Scientific classification
- Kingdom: Animalia
- Phylum: Chordata
- Class: Amphibia
- Order: Anura
- Family: Hylidae
- Genus: Exerodonta
- Species: E. sumichrasti
- Binomial name: Exerodonta sumichrasti Brocchi, 1879
- Synonyms: Hylella platycephala Cope, 1879 Hylella sumichrasti (Brocchi, 1879) Hyla sumichrasti (Brocchi, 1879)
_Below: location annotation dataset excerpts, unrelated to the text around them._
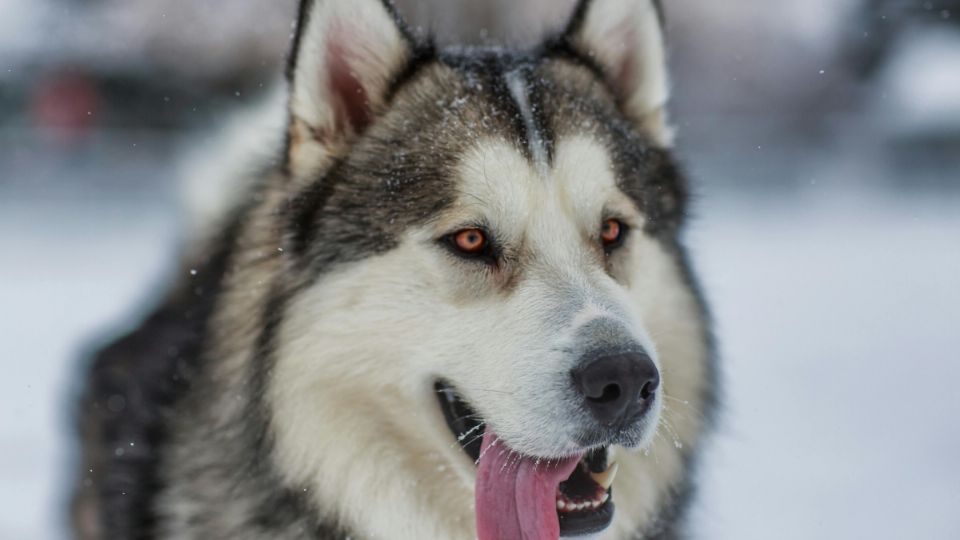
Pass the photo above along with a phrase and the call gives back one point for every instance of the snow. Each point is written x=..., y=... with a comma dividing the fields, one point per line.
x=837, y=307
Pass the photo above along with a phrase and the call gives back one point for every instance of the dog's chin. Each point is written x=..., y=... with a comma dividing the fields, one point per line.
x=584, y=499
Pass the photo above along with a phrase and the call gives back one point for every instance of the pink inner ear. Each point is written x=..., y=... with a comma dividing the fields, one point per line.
x=348, y=96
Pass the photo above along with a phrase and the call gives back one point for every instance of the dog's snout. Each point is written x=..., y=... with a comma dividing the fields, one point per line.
x=617, y=387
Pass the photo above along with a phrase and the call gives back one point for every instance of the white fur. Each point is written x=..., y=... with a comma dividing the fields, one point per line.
x=363, y=35
x=354, y=413
x=626, y=39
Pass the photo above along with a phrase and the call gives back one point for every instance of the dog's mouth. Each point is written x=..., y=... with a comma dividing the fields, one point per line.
x=522, y=496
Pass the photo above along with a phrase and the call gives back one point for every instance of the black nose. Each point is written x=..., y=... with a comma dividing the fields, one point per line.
x=617, y=387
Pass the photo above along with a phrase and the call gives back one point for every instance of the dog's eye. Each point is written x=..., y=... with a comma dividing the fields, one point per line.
x=612, y=233
x=470, y=241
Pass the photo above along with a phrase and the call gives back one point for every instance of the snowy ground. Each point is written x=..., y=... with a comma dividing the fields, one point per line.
x=837, y=303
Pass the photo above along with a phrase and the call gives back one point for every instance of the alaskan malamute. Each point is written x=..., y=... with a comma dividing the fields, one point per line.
x=455, y=306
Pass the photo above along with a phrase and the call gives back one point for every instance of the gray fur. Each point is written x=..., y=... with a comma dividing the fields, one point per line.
x=207, y=469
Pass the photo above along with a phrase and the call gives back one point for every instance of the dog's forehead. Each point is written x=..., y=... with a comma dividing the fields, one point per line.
x=496, y=182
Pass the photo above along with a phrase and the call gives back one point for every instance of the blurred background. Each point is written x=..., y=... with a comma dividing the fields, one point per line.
x=823, y=138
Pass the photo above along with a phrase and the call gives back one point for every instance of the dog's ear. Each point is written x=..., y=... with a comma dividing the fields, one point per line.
x=345, y=55
x=624, y=38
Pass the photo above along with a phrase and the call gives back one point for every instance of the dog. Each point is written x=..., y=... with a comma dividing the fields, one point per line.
x=455, y=305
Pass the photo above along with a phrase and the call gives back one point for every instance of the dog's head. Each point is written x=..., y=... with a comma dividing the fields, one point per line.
x=483, y=250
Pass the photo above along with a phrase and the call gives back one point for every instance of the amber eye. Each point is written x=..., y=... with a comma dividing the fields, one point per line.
x=470, y=241
x=611, y=233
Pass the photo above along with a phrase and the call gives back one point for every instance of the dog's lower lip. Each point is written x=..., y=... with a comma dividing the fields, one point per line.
x=584, y=500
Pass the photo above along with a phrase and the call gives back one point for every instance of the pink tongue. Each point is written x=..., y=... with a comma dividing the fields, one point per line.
x=516, y=495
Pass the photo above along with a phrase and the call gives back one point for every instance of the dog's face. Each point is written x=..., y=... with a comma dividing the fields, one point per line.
x=485, y=252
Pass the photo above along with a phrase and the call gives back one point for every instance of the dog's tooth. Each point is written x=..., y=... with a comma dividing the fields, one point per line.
x=605, y=479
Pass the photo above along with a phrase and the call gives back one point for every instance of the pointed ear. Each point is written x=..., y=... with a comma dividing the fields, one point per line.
x=345, y=55
x=625, y=39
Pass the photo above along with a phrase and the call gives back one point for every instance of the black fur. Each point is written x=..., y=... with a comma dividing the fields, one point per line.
x=133, y=385
x=397, y=175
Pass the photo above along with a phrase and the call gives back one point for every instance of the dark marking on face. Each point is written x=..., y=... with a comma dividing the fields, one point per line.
x=401, y=172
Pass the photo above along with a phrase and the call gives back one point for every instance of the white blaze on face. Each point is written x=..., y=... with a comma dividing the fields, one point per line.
x=531, y=309
x=358, y=352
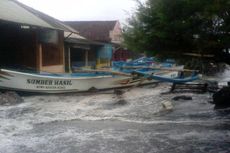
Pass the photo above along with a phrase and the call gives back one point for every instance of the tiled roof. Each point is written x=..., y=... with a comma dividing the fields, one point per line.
x=14, y=11
x=94, y=30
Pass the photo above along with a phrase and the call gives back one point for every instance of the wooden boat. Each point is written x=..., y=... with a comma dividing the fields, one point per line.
x=76, y=82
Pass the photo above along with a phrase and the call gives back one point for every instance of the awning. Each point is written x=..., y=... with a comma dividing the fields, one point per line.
x=14, y=11
x=10, y=11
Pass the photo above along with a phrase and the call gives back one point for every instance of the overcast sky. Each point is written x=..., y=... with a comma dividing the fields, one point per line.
x=70, y=10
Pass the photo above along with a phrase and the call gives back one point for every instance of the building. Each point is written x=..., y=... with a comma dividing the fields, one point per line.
x=30, y=38
x=103, y=39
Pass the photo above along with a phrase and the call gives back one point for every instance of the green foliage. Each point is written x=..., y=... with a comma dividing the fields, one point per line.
x=174, y=27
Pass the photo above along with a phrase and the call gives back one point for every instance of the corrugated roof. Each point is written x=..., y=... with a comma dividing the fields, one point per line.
x=13, y=11
x=94, y=30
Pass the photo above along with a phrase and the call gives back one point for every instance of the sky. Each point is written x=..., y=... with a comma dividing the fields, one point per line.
x=83, y=10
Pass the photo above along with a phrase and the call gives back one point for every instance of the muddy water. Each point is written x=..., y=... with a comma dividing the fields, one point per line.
x=107, y=123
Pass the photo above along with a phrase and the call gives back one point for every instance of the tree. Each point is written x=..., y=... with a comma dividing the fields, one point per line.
x=175, y=27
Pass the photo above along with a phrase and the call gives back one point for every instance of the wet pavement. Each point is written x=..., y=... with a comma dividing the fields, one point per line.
x=135, y=122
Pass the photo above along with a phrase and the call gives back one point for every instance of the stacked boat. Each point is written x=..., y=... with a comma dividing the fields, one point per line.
x=122, y=74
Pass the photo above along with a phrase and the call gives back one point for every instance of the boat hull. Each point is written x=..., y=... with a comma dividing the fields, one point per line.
x=36, y=83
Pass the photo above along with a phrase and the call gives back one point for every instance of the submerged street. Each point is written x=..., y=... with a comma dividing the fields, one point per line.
x=105, y=122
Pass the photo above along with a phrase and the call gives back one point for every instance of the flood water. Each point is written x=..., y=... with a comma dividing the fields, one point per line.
x=135, y=122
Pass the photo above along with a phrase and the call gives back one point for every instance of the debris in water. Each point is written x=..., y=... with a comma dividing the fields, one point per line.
x=167, y=105
x=9, y=98
x=182, y=98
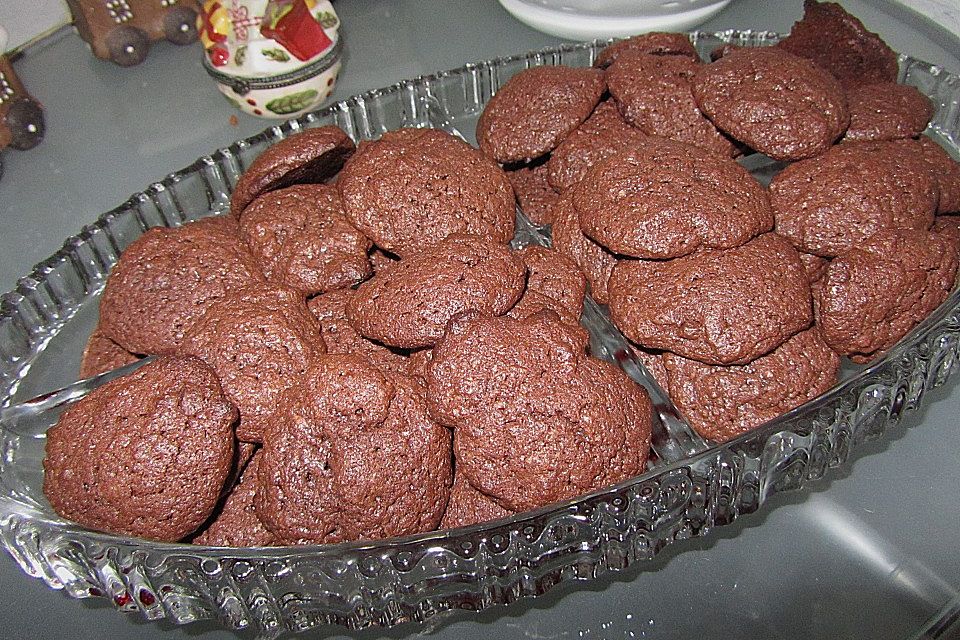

= Exerodonta sumichrasti =

- Authority: Brocchi, 1879
- Conservation status: LC
- Synonyms: Hylella platycephala Cope, 1879, Hylella sumichrasti (Brocchi, 1879), Hyla sumichrasti (Brocchi, 1879)

Species of frog

Exerodonta sumichrasti (common name: Sumichrast's treefrog) is a species of frog in the family Hylidae. It is endemic to Mexico and known from the Pacific slopes of southern Mexico in the Guerrero, Oaxaca, and Chiapas states as well as from the Chiapan highlands.

==Description==
Adult males measure 23–28 mm and adult females 29–33 mm in snout–vent length. The head is broad and flat and with a long and pointed snout in dorsal profile. The tympanum is distinct but sometimes covered by skin posteroventrally. The arms are short and robust, with short and stout fingers bearing moderately large discs; the fingers are partially webbed. The legs are also relatively short and robust. The toes are moderately long and slender. They bear discs that are slightly smaller than the finger discs; the toes are three-quarters webbed. The dorsal coloration is variable, ranging from a nearly uniform pale green or grayish green to yellowish tan or pale brown. Some specimens have minute, darker flecks.

==Habitat and conservation==
Its natural habitats are sub-humid oak and pine forests at elevations of 200–2000 m above sea level. It is often found in arboreal bromeliads in the dry season. Breeding takes place in streams. Although a common species, it is threatened by habitat loss.